Thread: Preserve versions of initdb-created collations in pg_upgrade

Preserve versions of initdb-created collations in pg_upgrade

From

Peter Eisentraut

Date:

28 October 2019, 12:52:02

As mentioned in [0], pg_upgrade currently does not preserve the version 
of collation objects created by initdb.  Here is an attempt to fix that.

The way I deal with this here is by having the binary-upgrade mode in 
pg_dump delete all the collations created by initdb and then dump out 
CREATE COLLATION commands with version information normally.
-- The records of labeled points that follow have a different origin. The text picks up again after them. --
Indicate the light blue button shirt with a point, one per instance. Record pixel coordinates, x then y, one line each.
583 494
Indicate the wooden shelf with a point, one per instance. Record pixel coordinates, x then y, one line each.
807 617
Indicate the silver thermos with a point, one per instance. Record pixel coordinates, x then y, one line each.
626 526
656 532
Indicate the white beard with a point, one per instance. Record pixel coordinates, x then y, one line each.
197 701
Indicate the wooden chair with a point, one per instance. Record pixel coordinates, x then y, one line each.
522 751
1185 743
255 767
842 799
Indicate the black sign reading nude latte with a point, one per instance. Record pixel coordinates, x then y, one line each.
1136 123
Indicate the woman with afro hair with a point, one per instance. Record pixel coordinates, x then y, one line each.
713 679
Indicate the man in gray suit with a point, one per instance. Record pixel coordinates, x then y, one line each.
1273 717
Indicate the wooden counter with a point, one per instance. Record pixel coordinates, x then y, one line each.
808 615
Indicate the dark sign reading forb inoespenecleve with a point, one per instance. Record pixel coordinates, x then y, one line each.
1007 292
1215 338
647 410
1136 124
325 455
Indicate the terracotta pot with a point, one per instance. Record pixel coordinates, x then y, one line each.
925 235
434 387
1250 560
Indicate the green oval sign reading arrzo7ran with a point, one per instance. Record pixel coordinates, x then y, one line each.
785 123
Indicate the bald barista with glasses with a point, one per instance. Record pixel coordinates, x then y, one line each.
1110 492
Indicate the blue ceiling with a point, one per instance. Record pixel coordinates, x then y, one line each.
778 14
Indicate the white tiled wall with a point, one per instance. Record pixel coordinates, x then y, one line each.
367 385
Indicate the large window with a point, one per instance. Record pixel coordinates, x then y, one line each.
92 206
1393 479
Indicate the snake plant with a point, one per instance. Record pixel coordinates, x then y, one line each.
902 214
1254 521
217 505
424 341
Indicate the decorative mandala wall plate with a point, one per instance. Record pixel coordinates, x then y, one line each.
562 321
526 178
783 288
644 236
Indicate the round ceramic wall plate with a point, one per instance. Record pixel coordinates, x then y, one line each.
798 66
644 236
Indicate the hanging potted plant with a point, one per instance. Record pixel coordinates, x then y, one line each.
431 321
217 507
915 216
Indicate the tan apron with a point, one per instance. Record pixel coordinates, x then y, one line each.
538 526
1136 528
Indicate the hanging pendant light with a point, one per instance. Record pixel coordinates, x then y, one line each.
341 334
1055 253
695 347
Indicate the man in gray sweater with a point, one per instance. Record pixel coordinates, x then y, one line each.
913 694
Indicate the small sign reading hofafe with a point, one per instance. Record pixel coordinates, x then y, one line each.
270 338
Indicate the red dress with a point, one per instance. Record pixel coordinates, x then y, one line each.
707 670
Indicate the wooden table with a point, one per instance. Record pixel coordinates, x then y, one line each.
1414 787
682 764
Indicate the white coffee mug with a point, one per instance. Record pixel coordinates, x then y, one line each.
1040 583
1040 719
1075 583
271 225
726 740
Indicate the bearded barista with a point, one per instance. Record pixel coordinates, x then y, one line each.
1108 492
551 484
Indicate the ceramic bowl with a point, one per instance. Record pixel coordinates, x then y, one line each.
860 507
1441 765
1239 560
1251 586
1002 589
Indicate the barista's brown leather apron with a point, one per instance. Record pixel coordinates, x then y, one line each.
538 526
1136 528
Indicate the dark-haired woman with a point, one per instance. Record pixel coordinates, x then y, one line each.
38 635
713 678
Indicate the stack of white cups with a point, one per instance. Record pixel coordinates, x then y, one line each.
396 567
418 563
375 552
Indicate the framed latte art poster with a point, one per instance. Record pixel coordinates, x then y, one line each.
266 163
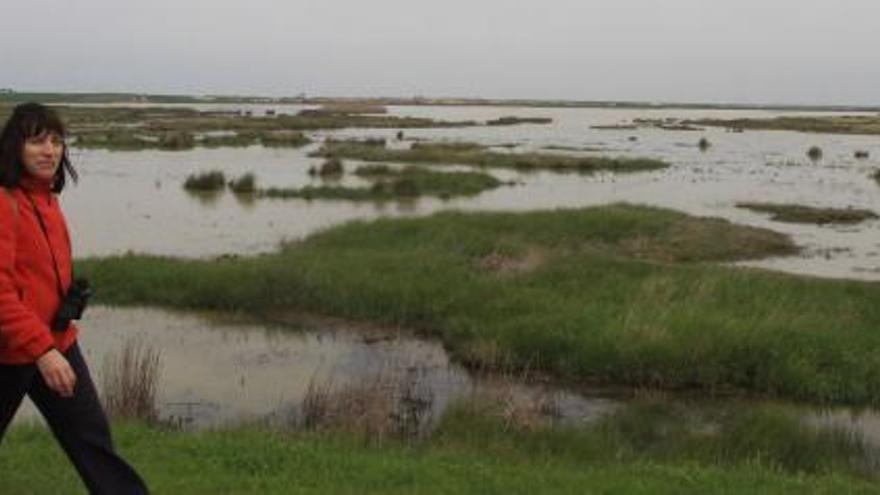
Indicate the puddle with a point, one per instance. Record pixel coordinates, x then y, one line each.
140 193
215 373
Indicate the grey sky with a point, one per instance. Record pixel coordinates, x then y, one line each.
779 51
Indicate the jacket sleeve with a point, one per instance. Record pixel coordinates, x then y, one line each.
20 328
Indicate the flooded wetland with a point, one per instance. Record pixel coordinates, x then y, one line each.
691 271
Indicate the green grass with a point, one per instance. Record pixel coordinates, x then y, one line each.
643 451
389 184
619 295
793 213
846 124
136 128
444 153
246 184
469 453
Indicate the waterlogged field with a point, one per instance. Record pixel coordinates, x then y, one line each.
133 201
486 342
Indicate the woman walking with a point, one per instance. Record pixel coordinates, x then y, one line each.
39 354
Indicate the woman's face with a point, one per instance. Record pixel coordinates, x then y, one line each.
41 155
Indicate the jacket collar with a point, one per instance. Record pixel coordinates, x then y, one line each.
36 186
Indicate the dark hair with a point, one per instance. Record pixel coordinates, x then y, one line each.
30 120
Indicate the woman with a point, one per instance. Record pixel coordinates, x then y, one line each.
38 358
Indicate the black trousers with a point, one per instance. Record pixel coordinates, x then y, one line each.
78 423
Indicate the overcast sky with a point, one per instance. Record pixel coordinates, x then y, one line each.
747 51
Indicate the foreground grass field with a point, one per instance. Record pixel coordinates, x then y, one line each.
469 453
619 294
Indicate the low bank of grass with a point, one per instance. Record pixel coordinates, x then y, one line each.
210 181
840 124
513 120
389 184
443 153
134 140
470 452
793 213
618 294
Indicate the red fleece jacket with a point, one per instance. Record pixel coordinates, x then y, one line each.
29 294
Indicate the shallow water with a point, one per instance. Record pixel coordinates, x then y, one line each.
214 372
134 201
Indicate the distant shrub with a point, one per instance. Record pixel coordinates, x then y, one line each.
245 184
331 167
205 181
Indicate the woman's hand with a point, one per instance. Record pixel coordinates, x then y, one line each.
57 373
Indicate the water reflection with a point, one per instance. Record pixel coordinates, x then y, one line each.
118 188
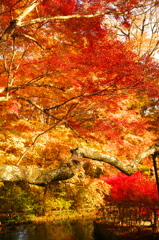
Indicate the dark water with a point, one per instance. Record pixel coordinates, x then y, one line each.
81 229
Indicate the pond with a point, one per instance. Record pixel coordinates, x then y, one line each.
77 229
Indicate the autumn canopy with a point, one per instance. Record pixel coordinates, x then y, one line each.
77 73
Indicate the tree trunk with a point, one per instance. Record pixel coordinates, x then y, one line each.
33 175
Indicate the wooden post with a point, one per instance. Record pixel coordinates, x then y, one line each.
156 173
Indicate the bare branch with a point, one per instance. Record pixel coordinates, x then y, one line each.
128 169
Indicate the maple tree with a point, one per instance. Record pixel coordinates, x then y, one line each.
62 67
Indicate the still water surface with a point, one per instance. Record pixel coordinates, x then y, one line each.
81 229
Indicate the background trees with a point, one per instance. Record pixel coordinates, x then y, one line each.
63 65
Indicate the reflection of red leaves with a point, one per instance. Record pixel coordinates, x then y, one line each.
134 188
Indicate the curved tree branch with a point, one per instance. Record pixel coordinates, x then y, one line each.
128 169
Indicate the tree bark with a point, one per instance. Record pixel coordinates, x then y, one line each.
128 169
33 175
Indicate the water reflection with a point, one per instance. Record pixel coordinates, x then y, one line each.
64 230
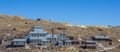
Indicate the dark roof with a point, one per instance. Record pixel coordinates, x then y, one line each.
101 37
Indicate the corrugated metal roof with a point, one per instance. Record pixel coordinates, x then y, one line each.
90 41
19 39
91 45
33 32
38 38
102 37
37 27
52 36
68 41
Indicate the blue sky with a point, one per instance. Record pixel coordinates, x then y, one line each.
79 12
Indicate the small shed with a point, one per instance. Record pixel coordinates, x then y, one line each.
60 43
75 42
1 41
19 42
101 37
88 42
90 46
67 42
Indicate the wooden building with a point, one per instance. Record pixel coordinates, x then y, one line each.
39 37
19 42
101 37
89 44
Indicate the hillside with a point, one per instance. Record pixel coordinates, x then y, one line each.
16 27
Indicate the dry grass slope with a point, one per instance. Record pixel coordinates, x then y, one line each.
16 26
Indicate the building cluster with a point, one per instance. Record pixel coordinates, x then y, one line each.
38 36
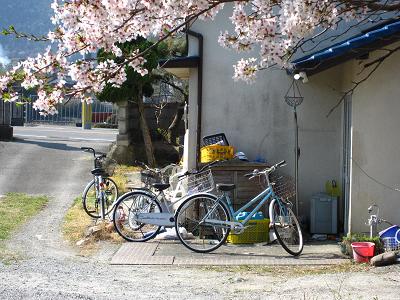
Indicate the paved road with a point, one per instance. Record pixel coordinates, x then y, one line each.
45 160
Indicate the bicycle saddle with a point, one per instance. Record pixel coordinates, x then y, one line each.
225 187
98 172
161 186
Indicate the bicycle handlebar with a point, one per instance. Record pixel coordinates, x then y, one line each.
266 170
89 149
193 172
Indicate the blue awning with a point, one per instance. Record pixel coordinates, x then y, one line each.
351 48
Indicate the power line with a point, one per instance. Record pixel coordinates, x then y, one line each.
373 179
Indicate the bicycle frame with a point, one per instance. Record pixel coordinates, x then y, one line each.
261 199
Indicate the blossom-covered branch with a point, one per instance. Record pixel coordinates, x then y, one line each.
274 28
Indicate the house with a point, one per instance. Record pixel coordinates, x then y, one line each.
357 145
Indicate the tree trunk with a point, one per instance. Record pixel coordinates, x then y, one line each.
174 127
148 144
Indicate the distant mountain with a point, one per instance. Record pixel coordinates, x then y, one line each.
30 16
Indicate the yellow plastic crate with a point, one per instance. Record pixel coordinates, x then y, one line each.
256 232
215 152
I had originally imagined doing some kind of ALTER COLLATION (or perhaps 
a direct UPDATE pg_collation) to update the version information, but 
that doesn't really work because we don't know whether the collation 
object with a given name in the new cluster is the same as the one in 
the old cluster.  So it seems more robust to just delete all existing 
collations and create them from scratch.

Thoughts?


[0]: 
https://www.postgresql.org/message-id/CA+hUKGKDe98DFWKJoS7e4Z+Oamzc-1sZfpL3V3PPgi1uNvQ1tw@mail.gmail.com
-- 
Peter Eisentraut              http://www.2ndQuadrant.com/
PostgreSQL Development, 24x7 Support, Remote DBA, Training & Services

Attachment

v1-0001-Preserve-versions-of-initdb-created-collations-in.patch

Re: Preserve versions of initdb-created collations in pg_upgrade

From

Thomas Munro

Date:

29 October 2019, 02:33:12

On Tue, Oct 29, 2019 at 1:52 AM Peter Eisentraut
<peter.eisentraut@2ndquadrant.com> wrote:
> As mentioned in [0], pg_upgrade currently does not preserve the version
> of collation objects created by initdb.  Here is an attempt to fix that.
>
> The way I deal with this here is by having the binary-upgrade mode in
> pg_dump delete all the collations created by initdb and then dump out
> CREATE COLLATION commands with version information normally.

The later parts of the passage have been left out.